In the past, even before I began writing for publication, I would keep files of clippings out of newspapers and magazines. I even used to try and put them in some order, or keep a primitive form of database so as to know what I had.
In fact, what would happen is that I'd come back to them some years later, find all these clippings which varied in interest from 'none' to 'moderate' and eventually toss them out. The only time they got used was if they were used when I first found them. After that, they usually became excess to requirements.
When I first started my current job, back in late 2007, part of my work involved scanning articles of interest onto the computer and databasing them. Sound familiar? However, it quickly became evident that it was much easier to find the article online - most newspapers have websites these days, and most magazines. That saved the tedious process of scanning (the scanner has gathered dust mostly since then) and also saved databasing, since Google Desktop did that side of the job much more effectively for me.
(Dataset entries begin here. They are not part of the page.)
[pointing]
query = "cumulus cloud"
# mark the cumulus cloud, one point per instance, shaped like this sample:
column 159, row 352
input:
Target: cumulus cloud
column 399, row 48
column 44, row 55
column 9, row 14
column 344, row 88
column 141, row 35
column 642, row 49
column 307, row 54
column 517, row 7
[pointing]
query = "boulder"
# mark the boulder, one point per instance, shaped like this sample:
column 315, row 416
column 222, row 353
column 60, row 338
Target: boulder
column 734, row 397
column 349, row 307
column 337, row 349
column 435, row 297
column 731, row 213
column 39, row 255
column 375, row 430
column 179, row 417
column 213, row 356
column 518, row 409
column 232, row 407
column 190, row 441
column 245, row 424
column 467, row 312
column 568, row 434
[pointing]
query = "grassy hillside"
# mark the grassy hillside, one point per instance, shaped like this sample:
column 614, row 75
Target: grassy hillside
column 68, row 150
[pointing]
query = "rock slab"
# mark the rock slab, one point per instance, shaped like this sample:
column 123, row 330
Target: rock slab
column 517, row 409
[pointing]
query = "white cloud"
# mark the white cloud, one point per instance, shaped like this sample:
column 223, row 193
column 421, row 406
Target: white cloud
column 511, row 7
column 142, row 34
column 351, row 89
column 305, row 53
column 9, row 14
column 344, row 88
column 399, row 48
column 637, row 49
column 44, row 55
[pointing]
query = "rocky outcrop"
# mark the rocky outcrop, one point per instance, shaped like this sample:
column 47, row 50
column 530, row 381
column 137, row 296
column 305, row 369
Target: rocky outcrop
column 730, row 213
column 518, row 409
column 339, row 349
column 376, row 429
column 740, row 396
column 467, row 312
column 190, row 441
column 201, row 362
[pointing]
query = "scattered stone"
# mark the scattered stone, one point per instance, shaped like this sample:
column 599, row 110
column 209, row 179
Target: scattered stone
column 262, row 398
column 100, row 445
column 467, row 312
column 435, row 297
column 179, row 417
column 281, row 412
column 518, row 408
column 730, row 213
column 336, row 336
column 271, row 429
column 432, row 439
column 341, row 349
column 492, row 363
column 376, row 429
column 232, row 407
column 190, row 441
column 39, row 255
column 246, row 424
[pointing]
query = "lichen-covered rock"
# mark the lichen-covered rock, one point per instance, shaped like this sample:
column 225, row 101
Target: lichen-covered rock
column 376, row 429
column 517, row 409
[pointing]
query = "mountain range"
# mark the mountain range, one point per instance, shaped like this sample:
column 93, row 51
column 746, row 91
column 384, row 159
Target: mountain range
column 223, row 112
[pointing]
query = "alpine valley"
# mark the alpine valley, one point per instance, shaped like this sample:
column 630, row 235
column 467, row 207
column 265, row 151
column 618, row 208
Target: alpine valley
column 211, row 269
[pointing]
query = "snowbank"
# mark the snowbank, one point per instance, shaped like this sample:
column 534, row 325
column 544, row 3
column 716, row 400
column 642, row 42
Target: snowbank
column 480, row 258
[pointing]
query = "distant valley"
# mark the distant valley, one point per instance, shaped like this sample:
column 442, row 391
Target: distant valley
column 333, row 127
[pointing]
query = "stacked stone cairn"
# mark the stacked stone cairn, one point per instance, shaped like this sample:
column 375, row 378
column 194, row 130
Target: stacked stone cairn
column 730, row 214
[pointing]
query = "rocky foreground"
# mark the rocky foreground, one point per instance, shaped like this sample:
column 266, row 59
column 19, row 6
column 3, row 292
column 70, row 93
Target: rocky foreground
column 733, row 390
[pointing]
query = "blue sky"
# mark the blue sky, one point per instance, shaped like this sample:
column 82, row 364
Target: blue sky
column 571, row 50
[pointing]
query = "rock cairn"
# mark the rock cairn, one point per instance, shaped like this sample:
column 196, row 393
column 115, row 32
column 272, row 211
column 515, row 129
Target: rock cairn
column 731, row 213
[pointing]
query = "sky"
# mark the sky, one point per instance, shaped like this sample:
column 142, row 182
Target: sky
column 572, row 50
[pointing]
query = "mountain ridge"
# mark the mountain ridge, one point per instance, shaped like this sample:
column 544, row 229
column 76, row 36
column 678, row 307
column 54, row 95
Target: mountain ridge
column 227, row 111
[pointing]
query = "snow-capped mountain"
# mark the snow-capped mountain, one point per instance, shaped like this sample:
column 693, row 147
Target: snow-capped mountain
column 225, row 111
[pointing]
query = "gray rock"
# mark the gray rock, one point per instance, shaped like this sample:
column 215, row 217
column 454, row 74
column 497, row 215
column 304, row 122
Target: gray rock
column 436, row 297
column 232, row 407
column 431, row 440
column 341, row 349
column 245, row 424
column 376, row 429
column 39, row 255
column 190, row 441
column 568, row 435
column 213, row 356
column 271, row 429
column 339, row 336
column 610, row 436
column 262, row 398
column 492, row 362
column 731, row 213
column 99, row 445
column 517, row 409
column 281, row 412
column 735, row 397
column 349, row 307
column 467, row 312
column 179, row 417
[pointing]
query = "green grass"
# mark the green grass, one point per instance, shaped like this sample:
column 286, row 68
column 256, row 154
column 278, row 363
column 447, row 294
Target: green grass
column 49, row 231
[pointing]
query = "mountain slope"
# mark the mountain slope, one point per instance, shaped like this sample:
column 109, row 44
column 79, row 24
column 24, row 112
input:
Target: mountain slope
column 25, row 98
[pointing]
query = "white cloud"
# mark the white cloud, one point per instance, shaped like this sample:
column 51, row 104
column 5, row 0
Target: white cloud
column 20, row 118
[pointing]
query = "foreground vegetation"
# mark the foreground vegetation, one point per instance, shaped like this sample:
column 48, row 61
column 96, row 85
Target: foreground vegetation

And then along came Zotero, and articles could be copied in the blink of an eye, as soon as you found them online (because now we were catching up with the information less from newspapers and mags and more from the Internet itself). No more cutting and pasting; just a click of the appropriate button and we were away. The databasing isn't so good, and will have to be reconsidered, and sometimes it's better still to use the slightly older method of putting the item on the computer itself.
But with Zotero you have access to the articles wherever you are: at work or at home, or anywhere else.
All this is well and good. You know what's funny, though, don't you? I'll come back to these pieces in a few years time, find they vary in interest from 'none' to 'moderate' and eventually delete them. The only time they'll get used will be if i use them when I first find them. Sound familiar?